No doubt important factors shaping our history are beyond our control. Droughts and floods, eruptions of volcanoes, the fertility of the soil in some places, its barrenness in others, mountain barriers and the navigability of rivers are examples of factors that affect the course of human events. We need, however, to hold on to the idea that human beings have a hand in the shaping of the future. For example, the development of skills, of science and technologies have led to significant developments and have become explosive in the past hundred years or so. Matching them are developments in social organisation, large scale planning and growing political complexity. I am, of course, not suggesting that all this has been achieved by philosophy. There are, however, two points which need making. Firstly, we need to avoid the idea that philosophy is the preserve of a small select group of professionals. There is something of a philosophic spirit in most of us. When children ask not only how, but why, when we pass from technicalities to attempts to grasp the wider picture, when we try to unite the separate bits of an idea in our mind, we have tiptoed across the frontier that divides everyday concerns from philosophy. Philosophy is the unceasing human struggle to come to terms with life.
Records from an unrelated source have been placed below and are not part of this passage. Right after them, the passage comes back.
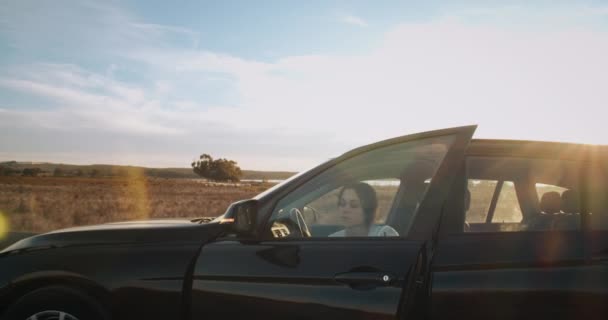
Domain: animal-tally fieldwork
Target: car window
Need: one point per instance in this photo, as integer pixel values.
(507, 207)
(357, 196)
(520, 194)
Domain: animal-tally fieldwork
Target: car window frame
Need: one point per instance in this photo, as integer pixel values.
(451, 161)
(454, 218)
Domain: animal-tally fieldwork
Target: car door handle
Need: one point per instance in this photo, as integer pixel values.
(365, 278)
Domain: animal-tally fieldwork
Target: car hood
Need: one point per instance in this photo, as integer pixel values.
(149, 231)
The other point is that the activities I have mentioned such as scientific progress and political developments have been triggered and furthered by philosophical speculation. The development of an atomic theory long before it became a scientific enterprise is a prime example. It is also clear that at the heart of Einstein’s theories, based though they are on mathematical calculations, there is philosophical reflection on time. Conditioned though we are by many factors, we are not puppets on a string. To think of philosophy as choreographing history is to reassert that the human spirit can guide our steps through time.
© PROFESSOR PETER RICKMAN 2003
Peter Rickman is visiting professor of Philosophy at the City University, London.